At its annual business briefing, Merck surprised analysts with the announcement that it would be launching a new business in the biologics sector in an effort to create generic biotech drugs.
While some big pharma companies are in the midst of buying up biotech firms, Merck decided that it could to the job itself, announcing on Tuesday that it will establish a biologics division called Merck BioVentures.
The new biotech division will take advantage of the GlycoFi technology that Merck purchased in 2006 for $400 million. Glycoengineering allows scientists to produce proteins using yeast. The company is currently working on a follow-on version of Amgen’s anemia drug Epogen, and expects to have about five additional candidates in Phase III trials by 2012. To make sure everything goes smoothly, Merck plans to put $1.5 billion into the division by 2015.

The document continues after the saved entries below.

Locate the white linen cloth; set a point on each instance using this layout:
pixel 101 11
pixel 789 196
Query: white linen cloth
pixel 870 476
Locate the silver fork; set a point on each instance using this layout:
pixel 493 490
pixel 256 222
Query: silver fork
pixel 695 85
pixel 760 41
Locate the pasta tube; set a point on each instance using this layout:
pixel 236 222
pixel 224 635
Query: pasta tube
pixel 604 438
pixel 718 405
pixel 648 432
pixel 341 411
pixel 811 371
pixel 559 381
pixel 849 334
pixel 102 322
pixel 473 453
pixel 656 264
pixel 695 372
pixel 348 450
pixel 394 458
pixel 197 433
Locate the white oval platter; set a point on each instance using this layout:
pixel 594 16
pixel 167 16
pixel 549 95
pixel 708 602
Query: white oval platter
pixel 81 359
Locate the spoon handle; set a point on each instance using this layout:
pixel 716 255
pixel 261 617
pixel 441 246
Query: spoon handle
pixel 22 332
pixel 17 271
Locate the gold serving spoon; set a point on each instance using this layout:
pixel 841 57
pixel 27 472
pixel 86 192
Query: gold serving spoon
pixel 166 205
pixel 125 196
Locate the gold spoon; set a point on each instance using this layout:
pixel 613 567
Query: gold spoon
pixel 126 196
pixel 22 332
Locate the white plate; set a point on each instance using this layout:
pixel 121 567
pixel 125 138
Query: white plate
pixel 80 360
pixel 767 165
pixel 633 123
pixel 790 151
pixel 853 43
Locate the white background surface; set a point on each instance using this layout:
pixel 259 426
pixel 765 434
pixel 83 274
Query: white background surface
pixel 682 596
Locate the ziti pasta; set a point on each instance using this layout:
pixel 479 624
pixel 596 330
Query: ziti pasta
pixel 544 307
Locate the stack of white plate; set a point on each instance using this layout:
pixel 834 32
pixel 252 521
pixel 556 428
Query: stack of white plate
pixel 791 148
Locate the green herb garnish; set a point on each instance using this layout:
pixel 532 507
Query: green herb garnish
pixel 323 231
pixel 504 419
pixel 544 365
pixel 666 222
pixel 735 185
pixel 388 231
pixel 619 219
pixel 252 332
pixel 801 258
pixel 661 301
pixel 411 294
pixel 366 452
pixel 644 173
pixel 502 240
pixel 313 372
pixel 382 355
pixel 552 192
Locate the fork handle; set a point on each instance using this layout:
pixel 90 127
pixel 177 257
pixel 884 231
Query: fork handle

“Merck BioVentures is uniquely positioned for success as a result of the humanized GlycoFi yeast platform, which has the potential to provide us with a competitive advantage at a time when the patents on many marketed biologic therapeutics are set to expire,” said Peter Kim, executive vice president and president of Merck Research Laboratories.
Outlook Down
This news comes less than a week after the company announced that it would be lowering its 2009 outlook in the midst of a huge restructuring plan and an economic downturn. Last Thursday, Merck CEO Richard Clark told investors that it was downgrading its outlook for 2009 to between $3.15 and $3.30 per share.
The company expects to see two new candidates for migraine and acute heart failure in 2009, and plans to continue pushing Januvia despite the potential for competition. Meanwhile, Merck’s blockbuster HPV vaccine Gardasil might see a decline in first dose vaccines because it’s running out of people to vaccinate. The company said it might be difficult to penetrate the remaining non-users. Rather, the plan is to seek approval to raise the age limit that women can be vaccinated, and receive approval to vaccinate men.
“While we expect weakness in Merck’s shares because the ‘miss’ relative to expectations, the operating components of the P&L are largely in line. Hence, we view this weakness as a buying opportunity,” Deutsch Bank analyst Barbara Ryan said in a statement last Friday.
One of the topics not brought up was the possibility of further layoffs. Merck has cut approximately 7,200 positions in preparation for patent expirations. “We are focusing our resources on the highest value activities, while outsourcing more transactional work,” Clark said Tuesday. “We are also bringing in new talent with the new skills and expertise we need to complement the strong talent and experience we already have. And we will continue to invest in developing the strong leaders we need to carry out our plans.”